All of this came together on Saturday morning. Nothing silences the Temptation Voice like a ride. When you are concentrating on riding there are very few spare thoughts for voices, other than the ones reminding you how to ride, or the hipster one that wants to stop and Instagram the sun rising through the fall foliage. I woke up before dawn and checked the weather. 45 degrees was cold, but workable. I had new arm and leg warmers that I bought for Martha’s Vineyard but didn’t need. It was time to break them out and give them a try. I drive to the trailhead and checked the temperature again. It had gone down six degrees but it was too late to back out. I jumped on the bike and started up the trail. I had to stop immediately. Everything felt wrong. I knew I was on a different bike but I didn’t expect things to feel this off. I made a few quick adjustments and started off again. Better but still not quite right. The seat didn’t feel right. I had to use platform pedals because my clipless ones were on the road bike. I whole bike felt off. I rode the first half of the trail almost thankful for the discomfort as the temp was slipping through the upper thirties. Every downhill section I struggled to block out the cold. Every uphill section I fidgeted on the bike. Every time I looked up and remembered to enjoy my surroundings I remembered why I love riding in New England.

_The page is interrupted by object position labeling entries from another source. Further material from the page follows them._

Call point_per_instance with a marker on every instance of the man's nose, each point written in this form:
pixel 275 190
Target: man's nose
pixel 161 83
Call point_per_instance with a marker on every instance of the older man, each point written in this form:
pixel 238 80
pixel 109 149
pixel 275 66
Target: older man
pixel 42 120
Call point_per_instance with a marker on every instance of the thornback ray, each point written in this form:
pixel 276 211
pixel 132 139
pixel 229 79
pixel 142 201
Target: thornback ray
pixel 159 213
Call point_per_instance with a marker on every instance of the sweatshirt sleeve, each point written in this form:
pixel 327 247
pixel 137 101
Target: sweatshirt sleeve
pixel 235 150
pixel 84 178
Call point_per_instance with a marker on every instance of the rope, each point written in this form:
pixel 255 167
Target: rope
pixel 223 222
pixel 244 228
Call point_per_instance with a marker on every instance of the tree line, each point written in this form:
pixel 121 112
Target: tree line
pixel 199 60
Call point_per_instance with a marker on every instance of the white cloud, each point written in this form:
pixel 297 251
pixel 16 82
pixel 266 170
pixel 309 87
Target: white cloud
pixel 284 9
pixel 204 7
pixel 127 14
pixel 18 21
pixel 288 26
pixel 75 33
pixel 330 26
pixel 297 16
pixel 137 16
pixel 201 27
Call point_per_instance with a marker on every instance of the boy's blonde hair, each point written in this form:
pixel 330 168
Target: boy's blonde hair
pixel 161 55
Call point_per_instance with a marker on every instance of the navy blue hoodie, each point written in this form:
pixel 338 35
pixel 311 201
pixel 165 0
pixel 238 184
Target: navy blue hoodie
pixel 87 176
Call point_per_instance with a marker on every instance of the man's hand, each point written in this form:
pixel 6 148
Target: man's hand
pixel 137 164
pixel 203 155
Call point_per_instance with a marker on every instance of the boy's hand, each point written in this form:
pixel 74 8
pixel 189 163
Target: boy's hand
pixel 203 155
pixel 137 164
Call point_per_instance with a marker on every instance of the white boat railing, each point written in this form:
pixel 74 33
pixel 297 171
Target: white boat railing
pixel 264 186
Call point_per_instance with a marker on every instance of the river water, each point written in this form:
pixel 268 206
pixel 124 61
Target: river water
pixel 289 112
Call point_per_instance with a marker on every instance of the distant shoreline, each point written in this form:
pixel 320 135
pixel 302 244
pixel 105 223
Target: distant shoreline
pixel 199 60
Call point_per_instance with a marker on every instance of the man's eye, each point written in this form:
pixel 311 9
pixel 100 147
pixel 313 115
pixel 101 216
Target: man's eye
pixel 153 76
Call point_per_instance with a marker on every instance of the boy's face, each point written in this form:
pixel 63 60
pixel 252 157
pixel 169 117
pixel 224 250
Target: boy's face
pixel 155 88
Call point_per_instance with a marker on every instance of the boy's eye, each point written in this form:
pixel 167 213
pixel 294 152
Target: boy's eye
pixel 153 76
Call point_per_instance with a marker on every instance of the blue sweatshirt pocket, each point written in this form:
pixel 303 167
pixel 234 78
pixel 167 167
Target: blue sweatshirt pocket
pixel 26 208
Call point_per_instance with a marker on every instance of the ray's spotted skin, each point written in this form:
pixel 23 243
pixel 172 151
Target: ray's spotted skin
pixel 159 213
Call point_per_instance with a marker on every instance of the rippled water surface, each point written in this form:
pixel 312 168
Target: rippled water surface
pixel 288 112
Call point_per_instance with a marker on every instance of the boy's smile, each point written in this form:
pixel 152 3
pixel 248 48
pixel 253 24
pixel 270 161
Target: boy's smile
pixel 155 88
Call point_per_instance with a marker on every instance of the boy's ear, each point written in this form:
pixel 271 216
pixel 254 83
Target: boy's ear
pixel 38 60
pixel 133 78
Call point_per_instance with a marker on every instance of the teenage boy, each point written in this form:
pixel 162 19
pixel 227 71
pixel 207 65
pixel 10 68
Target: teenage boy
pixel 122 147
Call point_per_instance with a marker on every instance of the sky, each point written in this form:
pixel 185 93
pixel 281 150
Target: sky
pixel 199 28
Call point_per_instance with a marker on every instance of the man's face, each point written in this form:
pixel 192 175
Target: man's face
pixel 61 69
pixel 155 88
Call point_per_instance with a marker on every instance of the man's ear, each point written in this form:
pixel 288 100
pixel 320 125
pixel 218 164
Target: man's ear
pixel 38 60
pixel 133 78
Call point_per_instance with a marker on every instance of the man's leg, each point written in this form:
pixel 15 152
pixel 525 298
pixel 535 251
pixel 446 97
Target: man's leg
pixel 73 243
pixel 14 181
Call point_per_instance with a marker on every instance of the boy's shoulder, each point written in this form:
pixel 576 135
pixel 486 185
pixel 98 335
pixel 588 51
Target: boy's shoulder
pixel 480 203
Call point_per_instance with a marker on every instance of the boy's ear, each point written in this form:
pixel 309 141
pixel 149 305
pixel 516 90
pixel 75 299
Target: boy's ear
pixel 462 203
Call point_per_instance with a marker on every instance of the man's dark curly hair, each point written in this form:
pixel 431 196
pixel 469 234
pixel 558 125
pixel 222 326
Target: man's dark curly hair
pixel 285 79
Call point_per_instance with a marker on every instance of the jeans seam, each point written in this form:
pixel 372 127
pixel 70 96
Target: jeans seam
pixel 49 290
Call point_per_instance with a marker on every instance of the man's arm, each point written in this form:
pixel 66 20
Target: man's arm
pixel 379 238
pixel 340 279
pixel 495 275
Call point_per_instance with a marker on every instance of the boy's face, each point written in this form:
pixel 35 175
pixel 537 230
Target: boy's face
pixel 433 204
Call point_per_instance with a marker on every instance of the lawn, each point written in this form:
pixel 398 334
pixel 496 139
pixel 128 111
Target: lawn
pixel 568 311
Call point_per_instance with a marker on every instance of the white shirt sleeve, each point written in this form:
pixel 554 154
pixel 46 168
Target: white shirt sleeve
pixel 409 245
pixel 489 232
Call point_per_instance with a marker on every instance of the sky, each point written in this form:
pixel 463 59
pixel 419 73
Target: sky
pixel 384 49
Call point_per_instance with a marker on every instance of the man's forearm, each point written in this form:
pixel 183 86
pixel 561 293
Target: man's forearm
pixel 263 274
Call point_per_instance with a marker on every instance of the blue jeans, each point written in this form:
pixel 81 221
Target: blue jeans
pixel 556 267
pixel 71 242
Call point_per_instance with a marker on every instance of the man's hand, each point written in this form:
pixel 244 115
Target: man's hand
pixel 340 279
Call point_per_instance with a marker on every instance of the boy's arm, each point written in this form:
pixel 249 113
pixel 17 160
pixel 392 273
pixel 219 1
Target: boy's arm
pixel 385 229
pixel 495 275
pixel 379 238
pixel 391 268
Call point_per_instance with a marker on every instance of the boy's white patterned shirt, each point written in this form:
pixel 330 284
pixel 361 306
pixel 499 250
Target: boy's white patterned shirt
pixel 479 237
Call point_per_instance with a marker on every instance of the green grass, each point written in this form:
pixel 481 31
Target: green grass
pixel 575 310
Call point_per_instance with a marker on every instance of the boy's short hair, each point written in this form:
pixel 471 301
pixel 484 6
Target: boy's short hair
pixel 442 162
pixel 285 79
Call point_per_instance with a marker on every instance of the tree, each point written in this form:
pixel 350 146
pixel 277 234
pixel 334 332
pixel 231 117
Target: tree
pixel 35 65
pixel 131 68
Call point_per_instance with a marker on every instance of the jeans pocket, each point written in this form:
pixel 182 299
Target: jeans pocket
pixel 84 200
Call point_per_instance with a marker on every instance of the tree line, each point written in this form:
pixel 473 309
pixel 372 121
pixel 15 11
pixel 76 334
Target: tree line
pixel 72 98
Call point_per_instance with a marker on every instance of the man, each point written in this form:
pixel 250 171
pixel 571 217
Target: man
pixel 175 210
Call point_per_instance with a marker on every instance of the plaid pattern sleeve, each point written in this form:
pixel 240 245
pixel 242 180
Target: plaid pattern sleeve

Once I finished my ride I felt better. I looked at my data and I had done the ride at near record pace for that section of trail. Not bad for freezing my butt off and not feeling comfortable on the bike. I also realized why I felt so uncomfortable on the bike, I was significantly smaller than I was the last time I rode it. It’s easy to get caught up in five pounds here or there, but when you think back over the summer it feels good to know that you lost 35 pounds from April to October. Not too bad. A few adjustments and a smaller seat and I will be in business. The best part? Temptation Voice had nothing to talk about for the entire ride. Sometimes you just need a ride to make everything feel a little bit better.
What do you do when you need to quiet the Temptation Voice?